If the film does falter, it’s in the depth of its ability to really delve deeper into why Lance Armstrong did what he did. The surface story we all know (or could, if we Googled the scandal at any point) but one key issue Frears can’t overcome is understanding exactly why Lance became so tragically usurped by his own arrogance. The determination and drive he had to succeed is good to a point, but there’s no real depth to that drive, no motivation beyond simply depicting the events in a pragmatic, soft-focused manner. The Program doesn’t really dumb itself down for audiences either, with a roster of characters based on the real ones – Jesse Plemons portrays disgraced former Armstrong team-mate and eventual Tour de France winner (and fellow drug cheat) Floyd Landis with that sense of fragile conscience bearing the weight of guilt, and his admission of guilt to doping officials marked the turning point in the case against Armstrong – you have to keep up on your own. Bit parts to Dustin Hoffman and Chris Larkin, as well as Lee Pace as Armstrong’s lawyer Bill Stapleton, provide gravitas to a film that doesn’t so much rip off the scab of Lance’s scandal, but merely lifts the band-aid and peeks into the dark a little.
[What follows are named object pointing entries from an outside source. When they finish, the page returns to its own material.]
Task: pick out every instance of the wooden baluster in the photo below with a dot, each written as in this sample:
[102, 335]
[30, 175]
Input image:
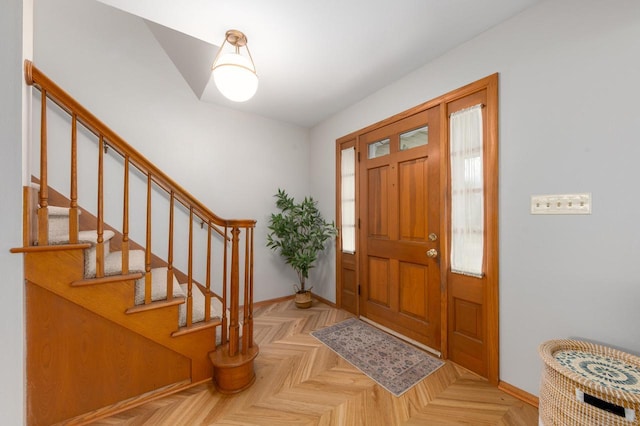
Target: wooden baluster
[125, 218]
[73, 210]
[100, 218]
[225, 301]
[43, 199]
[249, 307]
[170, 250]
[207, 298]
[147, 252]
[190, 270]
[235, 294]
[245, 309]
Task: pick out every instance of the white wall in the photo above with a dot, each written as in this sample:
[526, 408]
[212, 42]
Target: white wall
[12, 301]
[568, 123]
[233, 162]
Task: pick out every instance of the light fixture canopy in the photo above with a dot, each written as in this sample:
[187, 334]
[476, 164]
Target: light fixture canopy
[235, 75]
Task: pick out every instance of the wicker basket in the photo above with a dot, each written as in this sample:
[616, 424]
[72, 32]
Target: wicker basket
[576, 371]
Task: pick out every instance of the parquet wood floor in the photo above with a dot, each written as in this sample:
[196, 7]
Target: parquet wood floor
[302, 382]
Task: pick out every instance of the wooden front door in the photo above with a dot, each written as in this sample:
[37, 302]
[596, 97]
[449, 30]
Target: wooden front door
[399, 226]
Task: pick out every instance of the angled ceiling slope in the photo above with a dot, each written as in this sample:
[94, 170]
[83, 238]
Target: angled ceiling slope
[193, 57]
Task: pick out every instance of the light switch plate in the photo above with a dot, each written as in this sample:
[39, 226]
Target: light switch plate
[561, 204]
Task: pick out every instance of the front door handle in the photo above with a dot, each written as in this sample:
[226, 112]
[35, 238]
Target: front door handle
[432, 253]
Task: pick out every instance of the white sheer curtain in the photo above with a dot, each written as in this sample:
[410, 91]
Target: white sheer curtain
[467, 191]
[348, 199]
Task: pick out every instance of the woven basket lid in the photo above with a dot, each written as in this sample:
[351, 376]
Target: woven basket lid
[603, 369]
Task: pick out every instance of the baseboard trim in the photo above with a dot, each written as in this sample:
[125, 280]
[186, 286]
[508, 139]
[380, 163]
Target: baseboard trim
[271, 301]
[323, 300]
[518, 393]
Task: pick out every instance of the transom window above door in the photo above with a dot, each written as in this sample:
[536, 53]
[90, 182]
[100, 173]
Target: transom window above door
[414, 138]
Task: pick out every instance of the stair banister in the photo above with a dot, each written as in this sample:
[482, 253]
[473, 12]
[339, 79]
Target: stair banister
[228, 229]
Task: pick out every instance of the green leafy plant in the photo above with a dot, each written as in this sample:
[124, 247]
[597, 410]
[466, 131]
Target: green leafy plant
[299, 234]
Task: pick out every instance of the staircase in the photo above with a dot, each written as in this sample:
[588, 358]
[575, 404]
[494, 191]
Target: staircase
[110, 322]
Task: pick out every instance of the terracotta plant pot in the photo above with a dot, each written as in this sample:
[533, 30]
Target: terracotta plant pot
[303, 300]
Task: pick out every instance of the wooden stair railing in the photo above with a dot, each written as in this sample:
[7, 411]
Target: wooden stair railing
[233, 361]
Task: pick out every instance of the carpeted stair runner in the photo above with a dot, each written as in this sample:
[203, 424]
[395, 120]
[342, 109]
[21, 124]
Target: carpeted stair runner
[59, 234]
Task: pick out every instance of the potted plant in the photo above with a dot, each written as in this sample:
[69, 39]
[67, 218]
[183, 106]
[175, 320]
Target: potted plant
[299, 233]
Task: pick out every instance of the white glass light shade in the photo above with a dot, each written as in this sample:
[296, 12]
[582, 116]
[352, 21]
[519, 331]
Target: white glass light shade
[234, 77]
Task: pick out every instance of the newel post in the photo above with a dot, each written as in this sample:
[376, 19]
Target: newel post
[233, 369]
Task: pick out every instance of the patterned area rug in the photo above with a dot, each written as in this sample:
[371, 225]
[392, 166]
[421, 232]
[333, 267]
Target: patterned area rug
[395, 365]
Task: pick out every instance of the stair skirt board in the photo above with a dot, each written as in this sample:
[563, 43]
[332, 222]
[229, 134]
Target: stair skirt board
[78, 361]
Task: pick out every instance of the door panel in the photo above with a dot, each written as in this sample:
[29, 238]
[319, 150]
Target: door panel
[399, 207]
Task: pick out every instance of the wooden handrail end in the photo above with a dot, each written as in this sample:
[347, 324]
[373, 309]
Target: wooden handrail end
[28, 72]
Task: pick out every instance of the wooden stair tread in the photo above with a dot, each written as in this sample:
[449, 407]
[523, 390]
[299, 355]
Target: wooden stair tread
[156, 305]
[107, 279]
I really enjoyed this film, mainly due to the wonderful performances from a cast selected by a director who knows exactly what he’s doing – Frears’ work here is solid and workmanlike without really slicing the tendon of truth from the bone of controversy (to mix several metaphors). The Program is biographical to a fault without giving us more than a cursory, play-by-play momentary glimpse into how far Armstrong fell – led by Ben Foster’s gritty portrayal of the man, the film rides high but, for the most part, offers only scant insight we’ve not seen before. For a better film about this subject, the documentary The Armstrong Lie, is definitely one you should watch for a greater understanding of just how much human wreckage Lance left in his wake, while The Program is the abridged, Reader’s Digest version. It’s still good, but it could have been great.